И такое неподдельное сожаление было в голосе, что Михаил сразу поверил; старый кадровый мастер «выдохся». А позже ему рассказали, что мастер-то был одним из лучших на стройке. Справедливый, но резкий в разговорах.

— Знаешь, чем кончилась история со строительством ветки? — спросил Михаил. Предвкушая удивление жены, выдержал паузу. Варя спросила нетерпеливо:

— Чем?

— А вот чем. Мы с одним прорабом написали об этом в стенную газету, а заметку прочитал управляющий. Поговаривают, что у Подойникова обнаружили и другие грешки, так что его могут снять.

Варенька оживилась. Зачерпнула в пригоршню воды, плеснула на Михаила и, капризно вытянув губы, сказала:

— У-у, нехороший… Молчал…

— Я тебе давно говорил, что Подойников не прав, — обрадованно подхватил Михаил и шутливо добавил: — А ты все не веришь, что муж у тебя гениальный.

— Гениальный… банальный… — начала дурачась поддразнивать Варенька. Ей опять стало весело. — Может, тебя на место Подойникова назначат?

Михаил досадливо качнул головой, откинул назад волосы и с недоумением, будто отвечая на какие-то свои мысли, проговорил:

— Какая ты, Варя, странная…

Остаток дня провели на небольшом мысу, рядом с большими деревянными мостиками.

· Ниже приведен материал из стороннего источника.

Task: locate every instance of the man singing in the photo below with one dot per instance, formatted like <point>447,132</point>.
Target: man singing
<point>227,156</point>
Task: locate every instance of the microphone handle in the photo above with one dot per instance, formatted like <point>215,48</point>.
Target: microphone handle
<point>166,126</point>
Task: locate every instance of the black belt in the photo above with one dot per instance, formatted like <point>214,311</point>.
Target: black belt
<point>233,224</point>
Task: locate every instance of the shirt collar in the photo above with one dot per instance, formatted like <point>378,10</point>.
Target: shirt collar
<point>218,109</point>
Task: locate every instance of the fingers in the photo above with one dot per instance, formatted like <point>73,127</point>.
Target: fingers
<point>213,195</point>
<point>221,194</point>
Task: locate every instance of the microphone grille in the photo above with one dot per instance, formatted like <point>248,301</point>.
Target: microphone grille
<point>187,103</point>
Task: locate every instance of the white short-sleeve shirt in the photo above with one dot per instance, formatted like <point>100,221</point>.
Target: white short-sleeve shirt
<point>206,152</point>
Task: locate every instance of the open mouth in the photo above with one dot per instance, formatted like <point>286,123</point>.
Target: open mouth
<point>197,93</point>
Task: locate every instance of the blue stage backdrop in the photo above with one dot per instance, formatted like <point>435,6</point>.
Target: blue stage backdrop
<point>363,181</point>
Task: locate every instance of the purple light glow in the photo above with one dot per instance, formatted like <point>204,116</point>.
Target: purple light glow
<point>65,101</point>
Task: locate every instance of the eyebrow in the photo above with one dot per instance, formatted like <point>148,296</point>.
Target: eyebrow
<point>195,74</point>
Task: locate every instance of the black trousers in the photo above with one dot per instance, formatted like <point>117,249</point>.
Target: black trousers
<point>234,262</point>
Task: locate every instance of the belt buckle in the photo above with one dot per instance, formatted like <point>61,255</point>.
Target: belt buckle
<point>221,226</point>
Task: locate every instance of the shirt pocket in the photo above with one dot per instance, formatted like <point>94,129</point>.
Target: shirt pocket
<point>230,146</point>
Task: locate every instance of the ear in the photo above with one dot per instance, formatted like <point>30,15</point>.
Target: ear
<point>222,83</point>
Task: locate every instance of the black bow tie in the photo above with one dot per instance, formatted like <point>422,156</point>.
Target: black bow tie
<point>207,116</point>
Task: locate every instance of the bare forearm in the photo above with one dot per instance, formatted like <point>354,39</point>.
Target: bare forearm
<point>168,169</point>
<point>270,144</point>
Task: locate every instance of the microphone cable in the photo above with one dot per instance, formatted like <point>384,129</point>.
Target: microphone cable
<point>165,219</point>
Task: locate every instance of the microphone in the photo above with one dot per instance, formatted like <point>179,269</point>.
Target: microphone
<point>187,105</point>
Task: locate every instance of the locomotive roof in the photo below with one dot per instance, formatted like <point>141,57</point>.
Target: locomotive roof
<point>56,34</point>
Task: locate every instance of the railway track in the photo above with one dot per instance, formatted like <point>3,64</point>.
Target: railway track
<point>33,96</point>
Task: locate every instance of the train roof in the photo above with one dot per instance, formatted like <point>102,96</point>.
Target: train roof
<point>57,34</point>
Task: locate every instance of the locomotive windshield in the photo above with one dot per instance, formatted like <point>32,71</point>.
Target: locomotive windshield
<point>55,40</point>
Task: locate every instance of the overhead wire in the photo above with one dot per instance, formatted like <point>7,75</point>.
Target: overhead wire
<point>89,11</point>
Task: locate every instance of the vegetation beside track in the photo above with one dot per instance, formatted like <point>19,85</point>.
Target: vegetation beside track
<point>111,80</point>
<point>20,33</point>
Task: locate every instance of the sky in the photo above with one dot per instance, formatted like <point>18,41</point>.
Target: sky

Михаил читал, Варенька играла в волейбол.

Вернулись поздно. Михаилу было грустно. Всю дорогу и дома его преследовало ощущение, будто из прежней жизни что-то безвозвратно уходит. И такое, чего не вернуть ни улыбкой, ни лаской…

Подойникова не уволили. По-прежнему он ходил по стройке своей медвежьей походкой, широко отставляя локти и сдвинув на правое ухо серую, в пятнах, фуражку. Кто-то переиначил старую поговорку на новый лад: «С экскаватором не тянись, с Подойниковым не дерись», — и она теперь гуляла по участкам, вызывая злые замечания рабочих.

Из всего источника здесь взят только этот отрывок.